In a three-year conflict between Government and opposition forces that has killed what UN Secretary-General Ban Ki-moon said yesterday at a press conference on the margins of the Munich Security Summit, could be “considerably more” than 100,000 people and driven nearly 9 million others from their homes, humanitarian access to civilians trapped by the fighting has been a key concern for the United Nations.

Just this past week, UN-League of Arab States Special Representative Lakhdar Brahimi, mediating negotiations in Geneva between the Syrian Government and the main opposition group, pressed the rival sides to agree on humanitarian access to some 500 besieged families who have been trapped in the Old City of Homs without any aid for almost two years.

The first round of talks wrapped up last Friday with no agreement on the matter, with Mr.
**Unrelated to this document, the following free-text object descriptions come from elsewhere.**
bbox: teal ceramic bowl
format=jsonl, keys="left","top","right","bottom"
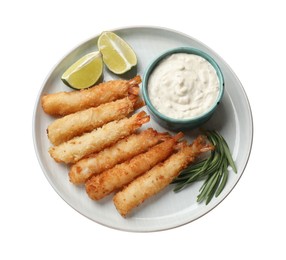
{"left": 142, "top": 47, "right": 224, "bottom": 131}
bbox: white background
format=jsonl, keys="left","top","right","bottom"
{"left": 1, "top": 0, "right": 285, "bottom": 259}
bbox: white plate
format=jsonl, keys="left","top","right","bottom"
{"left": 33, "top": 26, "right": 253, "bottom": 232}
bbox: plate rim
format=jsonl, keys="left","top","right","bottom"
{"left": 32, "top": 25, "right": 253, "bottom": 232}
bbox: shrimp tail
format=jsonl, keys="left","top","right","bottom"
{"left": 128, "top": 85, "right": 139, "bottom": 95}
{"left": 127, "top": 94, "right": 139, "bottom": 105}
{"left": 135, "top": 111, "right": 150, "bottom": 125}
{"left": 192, "top": 135, "right": 214, "bottom": 154}
{"left": 127, "top": 94, "right": 145, "bottom": 110}
{"left": 134, "top": 97, "right": 145, "bottom": 110}
{"left": 173, "top": 132, "right": 184, "bottom": 142}
{"left": 128, "top": 75, "right": 142, "bottom": 86}
{"left": 127, "top": 76, "right": 141, "bottom": 96}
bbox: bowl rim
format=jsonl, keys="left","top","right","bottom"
{"left": 142, "top": 46, "right": 225, "bottom": 123}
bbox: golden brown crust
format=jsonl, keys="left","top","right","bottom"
{"left": 47, "top": 96, "right": 138, "bottom": 145}
{"left": 41, "top": 76, "right": 141, "bottom": 116}
{"left": 113, "top": 135, "right": 213, "bottom": 217}
{"left": 69, "top": 129, "right": 170, "bottom": 185}
{"left": 85, "top": 134, "right": 182, "bottom": 200}
{"left": 48, "top": 111, "right": 150, "bottom": 164}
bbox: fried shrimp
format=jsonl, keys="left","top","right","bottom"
{"left": 69, "top": 129, "right": 170, "bottom": 185}
{"left": 113, "top": 135, "right": 214, "bottom": 217}
{"left": 41, "top": 75, "right": 141, "bottom": 116}
{"left": 85, "top": 132, "right": 184, "bottom": 201}
{"left": 49, "top": 111, "right": 150, "bottom": 164}
{"left": 47, "top": 96, "right": 139, "bottom": 145}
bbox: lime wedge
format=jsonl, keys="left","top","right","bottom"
{"left": 98, "top": 31, "right": 137, "bottom": 74}
{"left": 61, "top": 51, "right": 103, "bottom": 89}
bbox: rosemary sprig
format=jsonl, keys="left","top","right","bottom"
{"left": 172, "top": 130, "right": 237, "bottom": 205}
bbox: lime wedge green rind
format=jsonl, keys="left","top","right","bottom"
{"left": 61, "top": 51, "right": 103, "bottom": 90}
{"left": 98, "top": 31, "right": 137, "bottom": 75}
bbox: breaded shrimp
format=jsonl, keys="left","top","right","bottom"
{"left": 113, "top": 135, "right": 214, "bottom": 217}
{"left": 69, "top": 129, "right": 170, "bottom": 185}
{"left": 49, "top": 111, "right": 150, "bottom": 164}
{"left": 41, "top": 75, "right": 141, "bottom": 116}
{"left": 47, "top": 96, "right": 139, "bottom": 145}
{"left": 85, "top": 132, "right": 184, "bottom": 201}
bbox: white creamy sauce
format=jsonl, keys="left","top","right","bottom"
{"left": 148, "top": 53, "right": 220, "bottom": 119}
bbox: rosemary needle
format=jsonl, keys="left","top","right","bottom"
{"left": 172, "top": 130, "right": 237, "bottom": 205}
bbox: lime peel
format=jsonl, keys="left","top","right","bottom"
{"left": 98, "top": 31, "right": 137, "bottom": 74}
{"left": 61, "top": 51, "right": 103, "bottom": 90}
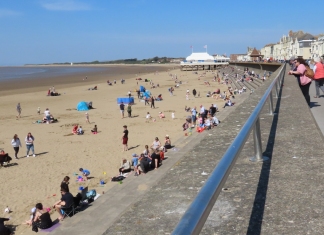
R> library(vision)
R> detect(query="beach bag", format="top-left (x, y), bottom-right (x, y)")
top-left (305, 65), bottom-right (314, 79)
top-left (111, 175), bottom-right (125, 182)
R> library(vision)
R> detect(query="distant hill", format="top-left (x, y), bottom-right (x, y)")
top-left (28, 57), bottom-right (185, 66)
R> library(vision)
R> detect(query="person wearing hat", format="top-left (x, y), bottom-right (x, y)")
top-left (122, 125), bottom-right (128, 151)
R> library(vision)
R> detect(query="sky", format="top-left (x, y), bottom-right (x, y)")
top-left (1, 0), bottom-right (324, 65)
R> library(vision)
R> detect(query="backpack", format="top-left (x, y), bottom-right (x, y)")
top-left (305, 65), bottom-right (314, 79)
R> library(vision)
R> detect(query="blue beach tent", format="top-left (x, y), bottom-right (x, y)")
top-left (139, 86), bottom-right (145, 92)
top-left (117, 97), bottom-right (134, 104)
top-left (77, 101), bottom-right (89, 111)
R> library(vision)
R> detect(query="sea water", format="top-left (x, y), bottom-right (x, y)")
top-left (0, 66), bottom-right (106, 81)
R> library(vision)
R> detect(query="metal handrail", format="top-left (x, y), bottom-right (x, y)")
top-left (172, 64), bottom-right (286, 235)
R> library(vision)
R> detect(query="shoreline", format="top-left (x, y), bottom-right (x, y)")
top-left (0, 64), bottom-right (177, 97)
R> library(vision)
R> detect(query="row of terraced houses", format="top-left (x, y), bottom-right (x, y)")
top-left (231, 30), bottom-right (324, 62)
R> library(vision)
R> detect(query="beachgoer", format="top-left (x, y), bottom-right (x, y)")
top-left (11, 134), bottom-right (22, 159)
top-left (132, 153), bottom-right (139, 176)
top-left (144, 97), bottom-right (150, 105)
top-left (150, 149), bottom-right (161, 170)
top-left (0, 217), bottom-right (12, 235)
top-left (146, 112), bottom-right (151, 122)
top-left (143, 145), bottom-right (151, 158)
top-left (77, 126), bottom-right (84, 135)
top-left (122, 125), bottom-right (128, 151)
top-left (0, 150), bottom-right (12, 166)
top-left (137, 89), bottom-right (140, 99)
top-left (60, 176), bottom-right (70, 192)
top-left (119, 158), bottom-right (131, 175)
top-left (138, 153), bottom-right (150, 174)
top-left (151, 137), bottom-right (161, 150)
top-left (53, 188), bottom-right (74, 221)
top-left (32, 203), bottom-right (53, 230)
top-left (191, 107), bottom-right (197, 126)
top-left (128, 91), bottom-right (131, 98)
top-left (127, 104), bottom-right (132, 118)
top-left (72, 125), bottom-right (78, 134)
top-left (25, 132), bottom-right (36, 157)
top-left (150, 97), bottom-right (155, 108)
top-left (16, 103), bottom-right (22, 119)
top-left (171, 112), bottom-right (175, 119)
top-left (85, 112), bottom-right (90, 123)
top-left (164, 135), bottom-right (172, 149)
top-left (91, 125), bottom-right (98, 133)
top-left (120, 102), bottom-right (125, 119)
top-left (79, 168), bottom-right (90, 180)
top-left (37, 107), bottom-right (41, 115)
top-left (158, 112), bottom-right (165, 118)
top-left (44, 108), bottom-right (51, 123)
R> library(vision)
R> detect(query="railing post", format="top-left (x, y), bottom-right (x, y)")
top-left (269, 90), bottom-right (273, 115)
top-left (250, 117), bottom-right (269, 162)
top-left (275, 80), bottom-right (279, 98)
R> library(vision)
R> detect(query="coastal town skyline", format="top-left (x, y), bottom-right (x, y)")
top-left (1, 0), bottom-right (324, 66)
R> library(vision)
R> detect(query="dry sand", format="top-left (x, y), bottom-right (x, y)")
top-left (0, 64), bottom-right (230, 234)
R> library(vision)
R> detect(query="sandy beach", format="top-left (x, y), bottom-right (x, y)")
top-left (0, 64), bottom-right (230, 234)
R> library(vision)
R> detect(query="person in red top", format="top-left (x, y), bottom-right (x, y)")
top-left (122, 125), bottom-right (128, 151)
top-left (313, 57), bottom-right (324, 98)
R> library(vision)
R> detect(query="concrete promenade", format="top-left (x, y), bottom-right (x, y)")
top-left (49, 65), bottom-right (324, 235)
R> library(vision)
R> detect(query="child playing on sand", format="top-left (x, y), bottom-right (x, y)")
top-left (79, 168), bottom-right (90, 180)
top-left (37, 107), bottom-right (41, 115)
top-left (146, 112), bottom-right (151, 122)
top-left (85, 113), bottom-right (90, 123)
top-left (91, 125), bottom-right (98, 134)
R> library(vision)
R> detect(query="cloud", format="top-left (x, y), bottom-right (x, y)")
top-left (41, 0), bottom-right (91, 11)
top-left (0, 9), bottom-right (21, 17)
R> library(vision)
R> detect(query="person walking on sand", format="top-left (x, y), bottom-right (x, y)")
top-left (11, 134), bottom-right (22, 159)
top-left (127, 104), bottom-right (132, 118)
top-left (122, 125), bottom-right (128, 151)
top-left (150, 97), bottom-right (155, 109)
top-left (120, 102), bottom-right (125, 119)
top-left (85, 112), bottom-right (90, 123)
top-left (25, 132), bottom-right (36, 157)
top-left (16, 103), bottom-right (22, 119)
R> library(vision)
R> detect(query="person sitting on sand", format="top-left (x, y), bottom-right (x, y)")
top-left (53, 189), bottom-right (74, 221)
top-left (155, 94), bottom-right (163, 101)
top-left (0, 150), bottom-right (12, 167)
top-left (32, 203), bottom-right (53, 230)
top-left (91, 125), bottom-right (97, 134)
top-left (164, 135), bottom-right (172, 150)
top-left (0, 217), bottom-right (12, 235)
top-left (79, 168), bottom-right (90, 180)
top-left (72, 125), bottom-right (78, 134)
top-left (60, 176), bottom-right (70, 193)
top-left (77, 126), bottom-right (84, 135)
top-left (151, 137), bottom-right (161, 150)
top-left (158, 112), bottom-right (165, 119)
top-left (119, 158), bottom-right (131, 175)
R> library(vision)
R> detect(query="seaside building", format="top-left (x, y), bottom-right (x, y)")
top-left (262, 31), bottom-right (317, 61)
top-left (180, 52), bottom-right (229, 71)
top-left (231, 30), bottom-right (322, 62)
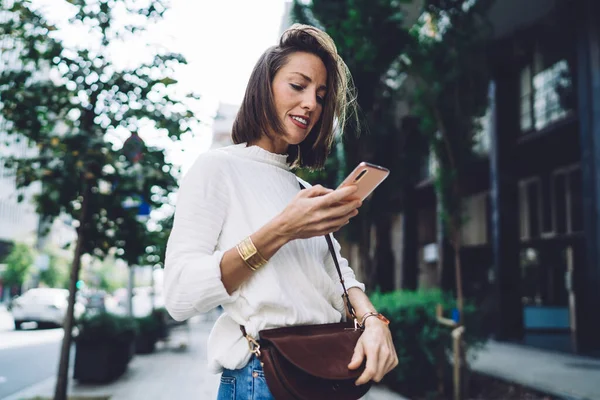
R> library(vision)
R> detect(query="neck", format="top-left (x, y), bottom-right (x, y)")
top-left (252, 136), bottom-right (289, 155)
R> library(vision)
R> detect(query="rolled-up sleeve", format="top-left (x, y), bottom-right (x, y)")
top-left (163, 154), bottom-right (236, 321)
top-left (324, 234), bottom-right (366, 296)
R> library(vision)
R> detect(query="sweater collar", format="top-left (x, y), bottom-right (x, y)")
top-left (222, 143), bottom-right (291, 171)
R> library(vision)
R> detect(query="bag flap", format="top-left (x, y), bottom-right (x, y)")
top-left (259, 322), bottom-right (364, 380)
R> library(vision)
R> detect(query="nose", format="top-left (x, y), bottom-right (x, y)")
top-left (301, 90), bottom-right (318, 111)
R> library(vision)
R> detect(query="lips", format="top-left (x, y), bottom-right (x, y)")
top-left (289, 115), bottom-right (309, 129)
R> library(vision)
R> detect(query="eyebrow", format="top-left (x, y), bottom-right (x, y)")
top-left (291, 72), bottom-right (327, 92)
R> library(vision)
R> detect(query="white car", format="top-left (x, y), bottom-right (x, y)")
top-left (10, 288), bottom-right (85, 329)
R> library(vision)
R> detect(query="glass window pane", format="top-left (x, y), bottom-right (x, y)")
top-left (541, 175), bottom-right (553, 234)
top-left (528, 181), bottom-right (540, 238)
top-left (532, 60), bottom-right (573, 131)
top-left (520, 66), bottom-right (533, 132)
top-left (554, 173), bottom-right (567, 234)
top-left (569, 169), bottom-right (583, 232)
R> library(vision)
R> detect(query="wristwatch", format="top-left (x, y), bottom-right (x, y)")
top-left (360, 312), bottom-right (390, 327)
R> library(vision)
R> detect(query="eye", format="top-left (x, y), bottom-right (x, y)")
top-left (316, 95), bottom-right (325, 105)
top-left (290, 83), bottom-right (303, 91)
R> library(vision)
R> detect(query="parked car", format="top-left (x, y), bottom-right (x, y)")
top-left (10, 288), bottom-right (86, 329)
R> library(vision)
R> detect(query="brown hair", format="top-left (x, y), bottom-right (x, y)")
top-left (231, 24), bottom-right (357, 169)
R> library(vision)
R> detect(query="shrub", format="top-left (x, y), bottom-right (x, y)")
top-left (135, 314), bottom-right (160, 337)
top-left (151, 307), bottom-right (170, 339)
top-left (369, 289), bottom-right (487, 397)
top-left (74, 312), bottom-right (138, 345)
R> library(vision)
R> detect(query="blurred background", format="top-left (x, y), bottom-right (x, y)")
top-left (1, 0), bottom-right (599, 399)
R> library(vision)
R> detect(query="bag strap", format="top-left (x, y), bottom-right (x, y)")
top-left (239, 181), bottom-right (360, 349)
top-left (298, 181), bottom-right (357, 320)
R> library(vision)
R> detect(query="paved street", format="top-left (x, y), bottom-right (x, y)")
top-left (0, 305), bottom-right (66, 399)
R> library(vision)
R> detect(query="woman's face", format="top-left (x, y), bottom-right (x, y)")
top-left (265, 51), bottom-right (327, 154)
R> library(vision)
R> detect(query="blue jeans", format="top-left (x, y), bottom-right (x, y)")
top-left (217, 355), bottom-right (275, 400)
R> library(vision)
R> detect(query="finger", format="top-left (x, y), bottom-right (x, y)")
top-left (355, 348), bottom-right (378, 386)
top-left (375, 347), bottom-right (391, 382)
top-left (303, 184), bottom-right (333, 198)
top-left (316, 202), bottom-right (360, 228)
top-left (383, 347), bottom-right (396, 373)
top-left (348, 342), bottom-right (365, 370)
top-left (327, 200), bottom-right (361, 219)
top-left (322, 185), bottom-right (358, 205)
top-left (317, 211), bottom-right (359, 234)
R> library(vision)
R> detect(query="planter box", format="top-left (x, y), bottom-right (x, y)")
top-left (135, 334), bottom-right (157, 354)
top-left (74, 339), bottom-right (135, 383)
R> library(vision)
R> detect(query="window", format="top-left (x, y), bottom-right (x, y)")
top-left (533, 60), bottom-right (573, 130)
top-left (520, 66), bottom-right (533, 131)
top-left (569, 169), bottom-right (583, 232)
top-left (521, 167), bottom-right (583, 241)
top-left (520, 246), bottom-right (569, 308)
top-left (461, 193), bottom-right (489, 246)
top-left (553, 167), bottom-right (583, 234)
top-left (419, 149), bottom-right (438, 182)
top-left (473, 81), bottom-right (494, 156)
top-left (520, 59), bottom-right (574, 133)
top-left (520, 178), bottom-right (542, 240)
top-left (473, 104), bottom-right (492, 156)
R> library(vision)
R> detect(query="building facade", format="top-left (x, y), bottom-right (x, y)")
top-left (210, 102), bottom-right (239, 150)
top-left (408, 0), bottom-right (600, 356)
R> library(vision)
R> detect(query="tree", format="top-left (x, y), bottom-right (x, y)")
top-left (2, 243), bottom-right (34, 293)
top-left (405, 0), bottom-right (493, 326)
top-left (93, 254), bottom-right (127, 293)
top-left (0, 1), bottom-right (199, 399)
top-left (402, 0), bottom-right (494, 397)
top-left (293, 0), bottom-right (419, 289)
top-left (39, 252), bottom-right (70, 288)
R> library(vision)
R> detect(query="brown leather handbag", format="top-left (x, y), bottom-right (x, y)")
top-left (240, 229), bottom-right (372, 400)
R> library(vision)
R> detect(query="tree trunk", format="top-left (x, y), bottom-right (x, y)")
top-left (54, 182), bottom-right (91, 400)
top-left (452, 236), bottom-right (464, 322)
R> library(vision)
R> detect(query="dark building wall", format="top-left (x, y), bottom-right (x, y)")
top-left (574, 0), bottom-right (600, 354)
top-left (412, 0), bottom-right (600, 354)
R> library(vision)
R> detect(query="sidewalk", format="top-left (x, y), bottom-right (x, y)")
top-left (4, 314), bottom-right (409, 400)
top-left (471, 340), bottom-right (600, 400)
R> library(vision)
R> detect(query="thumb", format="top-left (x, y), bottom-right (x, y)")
top-left (348, 342), bottom-right (365, 369)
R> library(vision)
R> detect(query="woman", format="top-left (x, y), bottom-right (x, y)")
top-left (164, 24), bottom-right (398, 399)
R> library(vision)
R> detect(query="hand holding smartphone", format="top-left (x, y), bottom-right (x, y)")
top-left (337, 162), bottom-right (390, 201)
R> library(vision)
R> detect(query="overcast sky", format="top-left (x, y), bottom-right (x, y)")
top-left (36, 0), bottom-right (288, 172)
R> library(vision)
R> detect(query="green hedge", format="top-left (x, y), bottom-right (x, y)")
top-left (369, 289), bottom-right (488, 397)
top-left (75, 312), bottom-right (138, 345)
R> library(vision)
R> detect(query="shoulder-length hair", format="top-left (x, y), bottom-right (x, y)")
top-left (231, 24), bottom-right (357, 170)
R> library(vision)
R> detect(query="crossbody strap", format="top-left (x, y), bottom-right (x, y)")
top-left (239, 181), bottom-right (360, 350)
top-left (298, 181), bottom-right (357, 320)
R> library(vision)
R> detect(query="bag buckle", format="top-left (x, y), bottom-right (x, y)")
top-left (245, 334), bottom-right (262, 358)
top-left (345, 318), bottom-right (362, 331)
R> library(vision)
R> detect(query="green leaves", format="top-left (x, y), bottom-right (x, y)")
top-left (0, 0), bottom-right (196, 267)
top-left (370, 289), bottom-right (487, 396)
top-left (1, 243), bottom-right (35, 287)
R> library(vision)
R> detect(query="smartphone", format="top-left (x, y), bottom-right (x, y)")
top-left (337, 162), bottom-right (390, 201)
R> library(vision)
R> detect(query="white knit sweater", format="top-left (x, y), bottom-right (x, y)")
top-left (163, 143), bottom-right (365, 373)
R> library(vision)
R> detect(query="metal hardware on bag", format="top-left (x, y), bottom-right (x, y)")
top-left (245, 334), bottom-right (262, 357)
top-left (344, 318), bottom-right (363, 331)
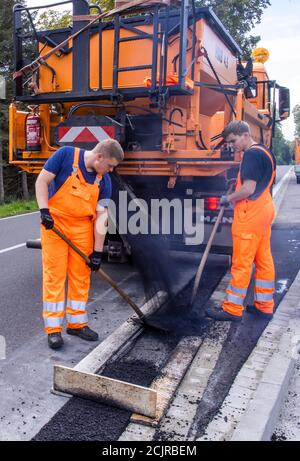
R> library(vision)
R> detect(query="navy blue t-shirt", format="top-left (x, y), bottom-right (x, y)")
top-left (44, 146), bottom-right (112, 208)
top-left (240, 144), bottom-right (276, 200)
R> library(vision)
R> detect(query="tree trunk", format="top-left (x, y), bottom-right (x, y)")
top-left (0, 139), bottom-right (4, 205)
top-left (21, 171), bottom-right (29, 200)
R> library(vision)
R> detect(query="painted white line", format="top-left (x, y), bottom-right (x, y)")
top-left (0, 211), bottom-right (39, 221)
top-left (0, 243), bottom-right (26, 254)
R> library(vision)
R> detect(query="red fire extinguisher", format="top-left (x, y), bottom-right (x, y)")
top-left (26, 112), bottom-right (41, 151)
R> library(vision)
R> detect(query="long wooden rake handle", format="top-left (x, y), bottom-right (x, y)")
top-left (189, 206), bottom-right (226, 306)
top-left (190, 184), bottom-right (235, 306)
top-left (52, 226), bottom-right (146, 320)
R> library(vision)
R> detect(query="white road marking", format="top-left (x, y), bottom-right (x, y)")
top-left (0, 243), bottom-right (26, 254)
top-left (0, 211), bottom-right (39, 221)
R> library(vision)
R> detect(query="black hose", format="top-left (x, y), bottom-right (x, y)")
top-left (198, 130), bottom-right (207, 150)
top-left (68, 103), bottom-right (123, 126)
top-left (168, 108), bottom-right (183, 126)
top-left (68, 103), bottom-right (183, 128)
top-left (68, 103), bottom-right (120, 118)
top-left (125, 105), bottom-right (183, 128)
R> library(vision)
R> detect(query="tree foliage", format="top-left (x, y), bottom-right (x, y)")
top-left (0, 1), bottom-right (26, 166)
top-left (36, 10), bottom-right (72, 30)
top-left (34, 0), bottom-right (271, 57)
top-left (272, 124), bottom-right (292, 166)
top-left (293, 104), bottom-right (300, 139)
top-left (196, 0), bottom-right (271, 57)
top-left (90, 0), bottom-right (114, 12)
top-left (35, 0), bottom-right (114, 31)
top-left (81, 0), bottom-right (272, 57)
top-left (0, 0), bottom-right (36, 200)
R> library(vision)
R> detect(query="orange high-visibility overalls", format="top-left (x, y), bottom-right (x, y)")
top-left (222, 145), bottom-right (276, 317)
top-left (41, 147), bottom-right (101, 334)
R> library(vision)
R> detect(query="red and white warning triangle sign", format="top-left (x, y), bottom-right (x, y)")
top-left (58, 126), bottom-right (115, 143)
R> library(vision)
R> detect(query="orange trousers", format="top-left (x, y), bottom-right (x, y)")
top-left (222, 226), bottom-right (275, 317)
top-left (41, 215), bottom-right (94, 334)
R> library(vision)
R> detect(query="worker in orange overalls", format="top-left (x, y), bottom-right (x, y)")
top-left (206, 121), bottom-right (276, 322)
top-left (35, 139), bottom-right (124, 349)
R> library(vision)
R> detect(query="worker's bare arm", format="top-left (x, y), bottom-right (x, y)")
top-left (228, 179), bottom-right (256, 204)
top-left (35, 169), bottom-right (56, 209)
top-left (94, 206), bottom-right (108, 252)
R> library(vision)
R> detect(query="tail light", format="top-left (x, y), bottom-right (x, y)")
top-left (205, 197), bottom-right (220, 211)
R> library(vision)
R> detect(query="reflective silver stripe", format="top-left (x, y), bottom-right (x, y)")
top-left (44, 317), bottom-right (63, 328)
top-left (227, 285), bottom-right (247, 296)
top-left (43, 301), bottom-right (65, 313)
top-left (255, 292), bottom-right (274, 302)
top-left (255, 279), bottom-right (275, 289)
top-left (66, 313), bottom-right (88, 324)
top-left (226, 293), bottom-right (244, 306)
top-left (67, 299), bottom-right (87, 312)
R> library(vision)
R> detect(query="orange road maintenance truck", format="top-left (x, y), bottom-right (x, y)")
top-left (9, 0), bottom-right (290, 257)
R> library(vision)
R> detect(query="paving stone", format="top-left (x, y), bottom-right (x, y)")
top-left (173, 391), bottom-right (199, 407)
top-left (158, 417), bottom-right (191, 441)
top-left (196, 429), bottom-right (227, 441)
top-left (257, 340), bottom-right (278, 351)
top-left (233, 374), bottom-right (259, 391)
top-left (261, 354), bottom-right (294, 386)
top-left (225, 386), bottom-right (254, 411)
top-left (243, 360), bottom-right (268, 373)
top-left (166, 401), bottom-right (197, 421)
top-left (119, 423), bottom-right (155, 442)
top-left (191, 352), bottom-right (218, 370)
top-left (203, 414), bottom-right (238, 438)
top-left (238, 366), bottom-right (262, 380)
top-left (232, 382), bottom-right (283, 441)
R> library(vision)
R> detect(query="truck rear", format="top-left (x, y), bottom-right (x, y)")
top-left (10, 0), bottom-right (290, 256)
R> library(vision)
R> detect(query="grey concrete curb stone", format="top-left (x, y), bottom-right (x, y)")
top-left (273, 167), bottom-right (292, 210)
top-left (200, 270), bottom-right (300, 441)
top-left (231, 322), bottom-right (298, 441)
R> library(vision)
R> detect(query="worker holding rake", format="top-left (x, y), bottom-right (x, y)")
top-left (35, 139), bottom-right (124, 349)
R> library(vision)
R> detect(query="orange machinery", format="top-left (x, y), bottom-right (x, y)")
top-left (10, 0), bottom-right (290, 254)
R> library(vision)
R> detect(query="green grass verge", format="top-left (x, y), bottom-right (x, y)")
top-left (0, 199), bottom-right (38, 218)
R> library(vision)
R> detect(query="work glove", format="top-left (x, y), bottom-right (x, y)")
top-left (220, 195), bottom-right (230, 207)
top-left (40, 208), bottom-right (54, 230)
top-left (88, 251), bottom-right (103, 272)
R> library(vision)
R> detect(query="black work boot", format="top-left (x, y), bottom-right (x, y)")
top-left (66, 326), bottom-right (99, 341)
top-left (246, 305), bottom-right (273, 319)
top-left (48, 332), bottom-right (64, 350)
top-left (205, 306), bottom-right (242, 322)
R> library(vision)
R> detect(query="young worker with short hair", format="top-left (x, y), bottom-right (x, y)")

Brahimi expressing deep disappointment about the desperate situation in Homs and UN Under-Secretary-General for Humanitarian Affairs Valerie Amos voicing “deep frustration” at the failure to agree on access to civilians blockaded in towns and cities all across Syria. She noted that more than 3 million people are trapped in areas where heavy fighting continues or that are besieged by Government or opposition forces.